Lo avrebbe scoperto comunque. MacSharry si sarebbe affrettato a chiamare O'Kelly ed entro la fine della giornata tutta la squadra lo avrebbe saputo. Ero così stanco. Per un momento, mi lasciai andare alla speranza che quello fosse soltanto un incubo indotto dalla vodka e che presto mi sarei svegliato per recarmi in tribunale.

«Molto male?» mi chiese.

«Mi sa che ho proprio mandato tutto a puttane. Non riuscivo neanche a vedere bene, figurati se riuscivo a pensare chiaramente.» Dopotutto, stavo dicendo la verità.

Lentamente, orientò lo specchietto, si inumidì un dito e si pulì la scia nera. «Intendevo il mal di testa. Vuoi andare a casa?»

Pensai con bramosia al mio letto, a ore di sonno indisturbato prima che Heather tornasse a casa e volesse sapere della sua candeggina, ma l'attrattiva scemò presto: sarei rimasto a giacere rigido, con le mani strette alle lenzuola, a ripercorrere all'infinito quanto era successo. «No. Ho preso una pastiglia quando sono uscito dal tribunale. Ne ho passate di peggio.»

«Devo cercare una farmacia o ne hai altre, nel caso?»

«Ne ho molte altre, comunque sto già meglio. Andiamo.» Fui tentato di fornirle ulteriori dettagli sul mio mal di testa immaginario, ma l'arte stessa del mentire sta nel sapere quando fermarsi, e io sono sempre stato piuttosto bravo in questo. Non so neppure adesso se Cassie mi credette. Uscì dal parcheggio con una sterzata veloce e improvvisa, con la pioggia che scivolava via dai tergicristalli, e si immise nel traffico.

«Tu come sei andata?» le chiesi a un tratto, mentre avanzavamo a passo di lumaca lungo le banchine.

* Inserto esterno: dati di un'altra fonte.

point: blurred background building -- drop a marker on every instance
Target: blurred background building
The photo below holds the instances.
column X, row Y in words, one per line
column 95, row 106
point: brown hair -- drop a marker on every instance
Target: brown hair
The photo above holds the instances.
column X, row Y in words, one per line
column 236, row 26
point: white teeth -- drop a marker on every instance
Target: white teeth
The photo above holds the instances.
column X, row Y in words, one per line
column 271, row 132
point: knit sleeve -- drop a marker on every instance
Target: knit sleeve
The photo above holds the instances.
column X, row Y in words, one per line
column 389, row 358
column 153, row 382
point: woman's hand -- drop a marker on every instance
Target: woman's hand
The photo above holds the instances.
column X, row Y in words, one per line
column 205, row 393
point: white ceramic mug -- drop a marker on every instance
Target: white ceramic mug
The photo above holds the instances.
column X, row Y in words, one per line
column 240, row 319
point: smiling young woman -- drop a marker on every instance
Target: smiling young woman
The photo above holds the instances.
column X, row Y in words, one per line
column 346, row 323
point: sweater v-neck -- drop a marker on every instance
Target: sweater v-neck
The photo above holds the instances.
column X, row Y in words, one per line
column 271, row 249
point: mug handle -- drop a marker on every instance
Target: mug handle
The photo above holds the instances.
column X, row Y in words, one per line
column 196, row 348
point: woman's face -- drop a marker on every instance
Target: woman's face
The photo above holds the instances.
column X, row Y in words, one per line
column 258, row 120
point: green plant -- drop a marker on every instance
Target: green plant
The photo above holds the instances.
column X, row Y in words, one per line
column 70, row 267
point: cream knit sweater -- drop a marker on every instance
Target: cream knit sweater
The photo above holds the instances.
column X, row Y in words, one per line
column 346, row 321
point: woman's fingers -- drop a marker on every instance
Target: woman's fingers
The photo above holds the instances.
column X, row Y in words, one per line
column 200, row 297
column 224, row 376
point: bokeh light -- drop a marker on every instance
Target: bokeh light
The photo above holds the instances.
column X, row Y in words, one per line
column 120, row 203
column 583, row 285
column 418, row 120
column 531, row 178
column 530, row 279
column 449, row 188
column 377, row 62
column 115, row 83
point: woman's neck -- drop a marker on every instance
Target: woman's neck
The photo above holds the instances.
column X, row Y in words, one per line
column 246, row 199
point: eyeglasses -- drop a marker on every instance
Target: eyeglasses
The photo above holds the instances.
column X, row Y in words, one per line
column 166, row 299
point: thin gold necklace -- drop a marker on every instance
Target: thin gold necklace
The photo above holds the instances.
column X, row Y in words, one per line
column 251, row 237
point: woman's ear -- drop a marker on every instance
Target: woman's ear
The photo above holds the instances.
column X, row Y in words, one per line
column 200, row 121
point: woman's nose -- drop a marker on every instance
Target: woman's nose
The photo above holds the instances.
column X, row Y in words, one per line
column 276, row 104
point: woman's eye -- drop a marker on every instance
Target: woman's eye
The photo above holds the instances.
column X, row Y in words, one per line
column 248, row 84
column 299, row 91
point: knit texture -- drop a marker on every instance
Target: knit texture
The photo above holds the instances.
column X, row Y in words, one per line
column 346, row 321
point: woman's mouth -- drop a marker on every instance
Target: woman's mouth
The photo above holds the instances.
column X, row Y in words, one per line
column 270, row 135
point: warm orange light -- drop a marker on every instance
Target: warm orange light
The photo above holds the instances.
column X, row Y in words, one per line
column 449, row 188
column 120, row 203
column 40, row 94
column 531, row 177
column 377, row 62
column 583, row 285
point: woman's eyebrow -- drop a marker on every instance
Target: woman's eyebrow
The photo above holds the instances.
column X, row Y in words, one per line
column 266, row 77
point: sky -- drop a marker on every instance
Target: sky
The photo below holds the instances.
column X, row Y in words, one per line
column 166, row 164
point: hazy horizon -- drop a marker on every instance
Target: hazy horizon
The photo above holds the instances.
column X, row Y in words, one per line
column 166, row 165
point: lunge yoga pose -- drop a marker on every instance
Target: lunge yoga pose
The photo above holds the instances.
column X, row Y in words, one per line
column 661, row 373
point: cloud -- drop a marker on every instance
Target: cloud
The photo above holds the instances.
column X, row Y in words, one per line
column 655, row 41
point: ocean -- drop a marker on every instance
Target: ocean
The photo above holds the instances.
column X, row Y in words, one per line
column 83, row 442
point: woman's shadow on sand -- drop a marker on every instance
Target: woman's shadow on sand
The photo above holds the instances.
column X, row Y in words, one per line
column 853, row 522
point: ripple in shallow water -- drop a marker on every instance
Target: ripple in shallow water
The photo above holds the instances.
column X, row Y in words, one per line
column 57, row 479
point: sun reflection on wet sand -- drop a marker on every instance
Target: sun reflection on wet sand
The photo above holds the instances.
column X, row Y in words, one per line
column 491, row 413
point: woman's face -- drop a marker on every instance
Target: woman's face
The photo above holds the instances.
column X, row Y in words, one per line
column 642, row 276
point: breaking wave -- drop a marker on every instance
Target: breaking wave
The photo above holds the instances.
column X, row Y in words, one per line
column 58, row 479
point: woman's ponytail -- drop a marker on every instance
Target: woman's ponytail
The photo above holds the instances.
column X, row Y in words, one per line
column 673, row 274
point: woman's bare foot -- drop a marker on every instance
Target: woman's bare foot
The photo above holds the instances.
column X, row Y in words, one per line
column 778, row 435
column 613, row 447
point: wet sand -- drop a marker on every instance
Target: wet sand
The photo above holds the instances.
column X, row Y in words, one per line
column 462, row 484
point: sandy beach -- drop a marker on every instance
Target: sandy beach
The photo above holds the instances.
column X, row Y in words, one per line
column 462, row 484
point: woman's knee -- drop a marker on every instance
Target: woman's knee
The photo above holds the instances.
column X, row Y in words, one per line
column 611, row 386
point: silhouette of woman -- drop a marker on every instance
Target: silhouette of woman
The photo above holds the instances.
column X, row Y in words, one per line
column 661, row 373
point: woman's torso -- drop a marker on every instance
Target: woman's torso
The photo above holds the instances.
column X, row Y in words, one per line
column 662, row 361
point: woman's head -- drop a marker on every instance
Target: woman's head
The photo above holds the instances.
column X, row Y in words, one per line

«Okay. Credo che il loro avvocato stia cercando di provare che sono stati obbligati a confessare, ma la giuria non ci cascherà.»

«Bene» fu il mio laconico commento.


Il telefono cominciò a suonare, isterico, quasi nello stesso momento in cui mettemmo piede nella sala operativa. MacSharry non aveva di certo perso tempo, perché era O'Kelly che mi diceva di andare nel suo ufficio. Gli raccontai la storia dell'emicrania. L'unica cosa positiva del mal di testa è che, come scusa, è fantastica: il mal di testa è invalidante, non ti viene per colpa tua, può durare tutto il tempo che vuoi e nessuno può dimostrare che non ce l'hai. E, inoltre, avevo davvero l'aspetto di uno che non stava bene. O'Kelly fece alcuni commenti derisori sulla patologia, sostenendo che erano "stronzate da femminucce", ma recuperai parte del suo rispetto insistendo col voler restare al lavoro.

Tornai in sala operativa. Sam stava rientrando da uno dei suoi giri, fradicio di pioggia, e il suo cappotto di tweed puzzava leggermente di pelo di cane bagnato. «Com'è andata?» chiese. Il tono era casuale, ma mi lanciò un'occhiata da sopra la spalla di Cassie e poi rapidamente distolse lo sguardo: il tamtam si era già fatto sentire.

«Bene. Emicrania» rispose Cassie, indicandomi con un cenno della testa. A quel punto, potere della suggestione, mi parve davvero di avere l'emicrania. Sbattei le palpebre, cercando di mettere a fuoco.

«Il mal di testa è una brutta bestia» commentò Sam. «Mia madre ne soffre, a volte deve stare sdraiata in una stanza buia per giorni, con il ghiaccio sulla fronte. Ce la fai a lavorare?»

«Sto bene» ripetei. «E tu cosa hai fatto?»

Sam guardò verso Cassie. «Sta bene» lo rassicurò lei. «Quel processo farebbe venire il mal di testa a chiunque. Dove sei stato?»

Sam si tolse il cappotto bagnato, lo guardò con aria dubbiosa e lo abbandonò su una sedia. «Sono andato a fare due chiacchiere con i Quattro Grandi.»

«O'Kelly farà i salti di gioia.» Mi sedetti e mi massaggiai le tempie con pollice e indice «Devo avvisarti che già non è di buon umore.»

«No, è tutto a posto. Ai Quattro Grandi ho detto che siccome i dimostranti stavano causando qualche problema a quelli dell'autostrada – non sono entrato nello specifico, ma sono sicuro che hanno pensato a qualche atto di vandalismo – stavo solo controllando che fosse tutto okay.» Sam sorrise e io capii che stava scoppiando per l'eccitazione della sua giornata e che si conteneva solo perché sapeva come era andata la mia. «Si sono innervositi perché si chiedevano come facessi a sapere che erano coinvolti con Knocknaree, ma mi sono comportato come se niente fosse: abbiamo chiacchierato un po', mi sono assicurato che nessuno di loro fosse stato obiettivo dei dimostranti, gli ho detto di stare attenti e me ne sono andato. Nessuno di loro mi ha ringraziato, ci credete? Proprio delle belle personcine, garantito.»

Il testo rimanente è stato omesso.